Chemoprophylaxis to prevent secondary transmission is not recommended in most situations because of the delayed presentation of the index case, and the cost and adverse effects of antibiotics. However, given the high risk of mortality and morbidity associated with infection of the newborn, particularly in the context of the rising incidence of pertussis in the community and the high transmission rate, chemoprophylaxis is recommended to limit transmission to those most at risk of the infection (that is, young infants). Data to support this recommendation are limited.
Australian guidelines recommend post-exposure chemoprophylaxis for contacts to whom transmission is most likely, and when there is significant risk of morbidity or mortality or risk of transmission to other high-risk groups.2 These groups include:
- all household contacts of an index case when the household includes children less than two years who have received less than three doses of vaccine (including newborn infants)
- any woman in the last month of pregnancy
- all adults and children in a childcare arrangement with an index case, if the group contains children less than two years who have received less than three doses of vaccine
- healthcare workers in maternity and neonatal units
- infants in maternity and neonatal units where a healthcare worker was the infected case.
Therapy must be started within 21 days of exposure to the index case to be effective.
US guidelines for chemoprophylaxis 3,4 are broader than Australian guidelines and recommend prophylaxis for all household contacts and other close contacts, regardless of age and immunisation status. They also recommend prophylaxis for high-risk contacts after 21 days of illness in the index case.

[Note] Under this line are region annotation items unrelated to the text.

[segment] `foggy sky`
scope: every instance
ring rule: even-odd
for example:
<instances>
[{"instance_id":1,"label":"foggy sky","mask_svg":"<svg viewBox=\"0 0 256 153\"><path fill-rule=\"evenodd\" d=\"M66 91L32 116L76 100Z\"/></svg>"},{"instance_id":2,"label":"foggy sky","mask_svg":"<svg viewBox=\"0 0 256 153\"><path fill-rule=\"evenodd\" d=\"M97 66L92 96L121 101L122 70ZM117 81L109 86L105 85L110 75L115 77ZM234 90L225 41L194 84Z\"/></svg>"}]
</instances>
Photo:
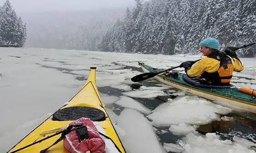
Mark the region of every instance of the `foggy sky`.
<instances>
[{"instance_id":1,"label":"foggy sky","mask_svg":"<svg viewBox=\"0 0 256 153\"><path fill-rule=\"evenodd\" d=\"M71 11L126 6L134 0L9 0L16 12ZM2 6L5 0L0 0Z\"/></svg>"}]
</instances>

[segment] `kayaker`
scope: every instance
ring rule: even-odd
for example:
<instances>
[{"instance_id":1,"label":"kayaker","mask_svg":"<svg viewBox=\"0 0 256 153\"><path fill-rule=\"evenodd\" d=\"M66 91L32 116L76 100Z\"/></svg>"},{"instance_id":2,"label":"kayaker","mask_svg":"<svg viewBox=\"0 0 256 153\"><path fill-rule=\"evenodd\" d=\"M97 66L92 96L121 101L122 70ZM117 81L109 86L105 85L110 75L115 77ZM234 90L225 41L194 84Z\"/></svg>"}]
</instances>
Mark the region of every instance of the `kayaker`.
<instances>
[{"instance_id":1,"label":"kayaker","mask_svg":"<svg viewBox=\"0 0 256 153\"><path fill-rule=\"evenodd\" d=\"M233 72L241 71L244 66L236 54L231 48L224 51L219 51L219 43L213 38L208 38L200 43L200 51L204 57L195 61L186 61L181 63L190 77L199 76L202 84L212 85L228 85Z\"/></svg>"}]
</instances>

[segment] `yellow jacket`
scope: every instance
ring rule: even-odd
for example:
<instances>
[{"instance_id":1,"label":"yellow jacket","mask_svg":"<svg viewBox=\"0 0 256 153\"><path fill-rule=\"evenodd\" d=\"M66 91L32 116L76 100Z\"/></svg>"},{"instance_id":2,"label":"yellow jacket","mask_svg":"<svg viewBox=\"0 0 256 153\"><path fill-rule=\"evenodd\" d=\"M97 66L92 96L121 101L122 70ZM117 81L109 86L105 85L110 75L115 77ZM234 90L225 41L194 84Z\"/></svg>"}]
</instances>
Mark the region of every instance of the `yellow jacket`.
<instances>
[{"instance_id":1,"label":"yellow jacket","mask_svg":"<svg viewBox=\"0 0 256 153\"><path fill-rule=\"evenodd\" d=\"M235 58L228 56L232 61L234 66L234 71L241 71L243 70L244 66L241 62ZM190 77L198 76L201 75L205 71L209 73L214 72L220 68L220 61L213 58L208 57L203 57L195 62L188 70L187 74Z\"/></svg>"}]
</instances>

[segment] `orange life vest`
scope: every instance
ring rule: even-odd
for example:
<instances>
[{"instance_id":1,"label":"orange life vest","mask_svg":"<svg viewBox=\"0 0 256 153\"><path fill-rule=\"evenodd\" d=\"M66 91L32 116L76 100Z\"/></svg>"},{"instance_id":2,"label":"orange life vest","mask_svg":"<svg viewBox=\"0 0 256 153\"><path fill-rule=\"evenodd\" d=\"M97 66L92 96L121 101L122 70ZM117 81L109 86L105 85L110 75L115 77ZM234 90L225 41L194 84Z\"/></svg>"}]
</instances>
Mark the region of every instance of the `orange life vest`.
<instances>
[{"instance_id":1,"label":"orange life vest","mask_svg":"<svg viewBox=\"0 0 256 153\"><path fill-rule=\"evenodd\" d=\"M219 51L213 51L207 57L220 61L220 67L213 73L204 72L200 77L201 80L212 85L229 85L234 71L234 66L230 58Z\"/></svg>"}]
</instances>

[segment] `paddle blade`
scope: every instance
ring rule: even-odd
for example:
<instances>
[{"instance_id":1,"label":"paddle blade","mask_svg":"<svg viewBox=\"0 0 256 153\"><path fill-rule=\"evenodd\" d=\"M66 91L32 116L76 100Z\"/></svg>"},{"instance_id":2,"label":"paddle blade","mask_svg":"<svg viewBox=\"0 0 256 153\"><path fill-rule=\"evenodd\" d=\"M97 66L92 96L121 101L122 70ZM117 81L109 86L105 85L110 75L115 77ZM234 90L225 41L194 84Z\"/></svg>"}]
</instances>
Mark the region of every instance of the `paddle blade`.
<instances>
[{"instance_id":1,"label":"paddle blade","mask_svg":"<svg viewBox=\"0 0 256 153\"><path fill-rule=\"evenodd\" d=\"M150 78L154 77L158 74L157 73L148 72L139 74L137 76L133 77L131 80L133 82L139 82L142 81L147 80Z\"/></svg>"}]
</instances>

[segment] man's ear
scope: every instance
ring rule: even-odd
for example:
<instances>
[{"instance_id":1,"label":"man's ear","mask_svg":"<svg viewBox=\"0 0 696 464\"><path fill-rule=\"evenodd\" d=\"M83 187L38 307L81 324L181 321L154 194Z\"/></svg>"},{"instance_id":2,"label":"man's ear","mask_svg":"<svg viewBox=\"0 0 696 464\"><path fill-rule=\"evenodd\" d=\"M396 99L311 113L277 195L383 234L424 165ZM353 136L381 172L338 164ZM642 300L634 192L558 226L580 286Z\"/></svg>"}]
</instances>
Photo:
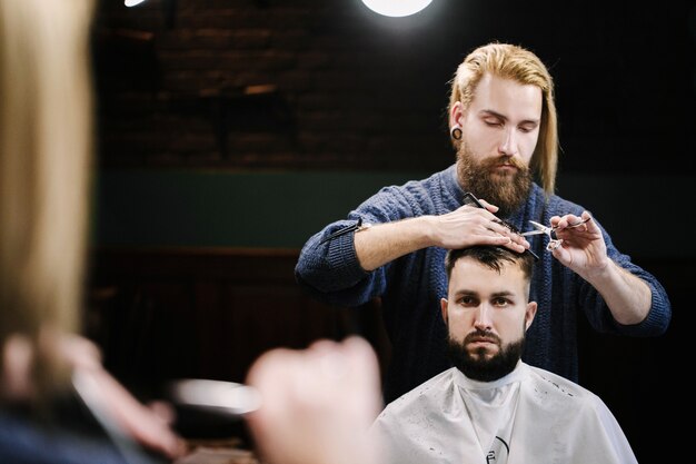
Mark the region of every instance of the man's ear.
<instances>
[{"instance_id":1,"label":"man's ear","mask_svg":"<svg viewBox=\"0 0 696 464\"><path fill-rule=\"evenodd\" d=\"M527 303L527 310L525 310L525 330L529 328L534 316L537 314L537 302Z\"/></svg>"},{"instance_id":2,"label":"man's ear","mask_svg":"<svg viewBox=\"0 0 696 464\"><path fill-rule=\"evenodd\" d=\"M464 124L464 106L461 101L456 101L455 105L451 106L449 110L449 127L450 129L455 126L461 127Z\"/></svg>"}]
</instances>

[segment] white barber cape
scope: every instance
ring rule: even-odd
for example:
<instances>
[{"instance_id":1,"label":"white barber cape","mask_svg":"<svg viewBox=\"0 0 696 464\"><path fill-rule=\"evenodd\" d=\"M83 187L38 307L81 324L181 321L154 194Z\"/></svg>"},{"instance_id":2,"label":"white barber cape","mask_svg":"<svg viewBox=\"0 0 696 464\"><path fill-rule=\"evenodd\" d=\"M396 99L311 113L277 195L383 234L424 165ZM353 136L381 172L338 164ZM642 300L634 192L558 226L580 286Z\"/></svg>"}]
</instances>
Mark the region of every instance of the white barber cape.
<instances>
[{"instance_id":1,"label":"white barber cape","mask_svg":"<svg viewBox=\"0 0 696 464\"><path fill-rule=\"evenodd\" d=\"M597 395L521 361L495 382L445 371L387 405L370 434L389 464L637 463Z\"/></svg>"}]
</instances>

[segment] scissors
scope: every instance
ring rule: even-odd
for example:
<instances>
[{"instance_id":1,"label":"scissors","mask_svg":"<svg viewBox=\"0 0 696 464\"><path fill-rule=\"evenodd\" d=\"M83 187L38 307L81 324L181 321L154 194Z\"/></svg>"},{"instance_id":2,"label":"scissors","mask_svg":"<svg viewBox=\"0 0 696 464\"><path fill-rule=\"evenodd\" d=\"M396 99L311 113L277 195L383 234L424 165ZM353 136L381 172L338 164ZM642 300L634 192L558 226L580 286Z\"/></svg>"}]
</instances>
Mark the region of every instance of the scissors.
<instances>
[{"instance_id":1,"label":"scissors","mask_svg":"<svg viewBox=\"0 0 696 464\"><path fill-rule=\"evenodd\" d=\"M579 227L583 224L587 223L589 219L590 218L587 218L587 219L580 220L579 223L570 224L570 225L564 227L564 229L571 229L571 228L575 228L575 227ZM523 237L529 237L531 235L545 234L545 235L548 236L548 239L550 240L548 243L548 245L546 246L547 250L553 251L553 250L555 250L556 248L558 248L560 246L560 244L563 243L563 239L561 238L556 238L556 230L558 230L558 228L559 228L558 226L547 227L547 226L545 226L543 224L539 224L539 223L537 223L535 220L530 220L529 223L534 226L534 230L528 230L526 233L521 233L520 235Z\"/></svg>"}]
</instances>

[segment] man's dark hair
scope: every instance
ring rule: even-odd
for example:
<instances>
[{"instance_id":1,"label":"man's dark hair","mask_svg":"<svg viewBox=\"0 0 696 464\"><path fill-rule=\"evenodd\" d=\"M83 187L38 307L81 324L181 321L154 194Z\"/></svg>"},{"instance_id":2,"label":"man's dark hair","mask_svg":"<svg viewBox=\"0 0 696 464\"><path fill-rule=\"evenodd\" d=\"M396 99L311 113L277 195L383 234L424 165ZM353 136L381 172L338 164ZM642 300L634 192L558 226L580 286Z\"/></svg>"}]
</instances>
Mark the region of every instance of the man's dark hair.
<instances>
[{"instance_id":1,"label":"man's dark hair","mask_svg":"<svg viewBox=\"0 0 696 464\"><path fill-rule=\"evenodd\" d=\"M447 278L451 277L451 269L455 263L464 257L471 257L494 270L500 272L505 261L518 264L527 280L531 278L534 257L528 253L516 253L509 248L494 245L476 245L467 248L450 249L445 257L445 269Z\"/></svg>"}]
</instances>

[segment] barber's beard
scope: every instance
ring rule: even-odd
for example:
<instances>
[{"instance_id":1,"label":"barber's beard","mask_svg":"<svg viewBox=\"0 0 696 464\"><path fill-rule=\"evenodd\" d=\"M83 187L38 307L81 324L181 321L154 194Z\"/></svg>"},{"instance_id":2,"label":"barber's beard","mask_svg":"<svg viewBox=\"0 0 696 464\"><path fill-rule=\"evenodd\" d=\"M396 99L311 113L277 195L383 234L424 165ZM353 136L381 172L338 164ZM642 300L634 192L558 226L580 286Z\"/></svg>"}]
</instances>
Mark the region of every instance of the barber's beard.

UK guidelines5 are similar to Australian guidelines, but extend ‘vulnerable contact’ definitions to include unimmunised and partially immunised infants or children up to 10 years of age, immunocompromised individuals and people with chronic illnesses (asthma, congenital heart disease).
Antibiotics
Macrolide antibiotics are the drugs of choice for prophylaxis. Trimethoprim-sulfamethoxazole is an alternative treatment. The duration of therapy is the same as a treatment course (Table 1). The age of the recipient, cost and availability are all important factors that determine the choice of the individual drug.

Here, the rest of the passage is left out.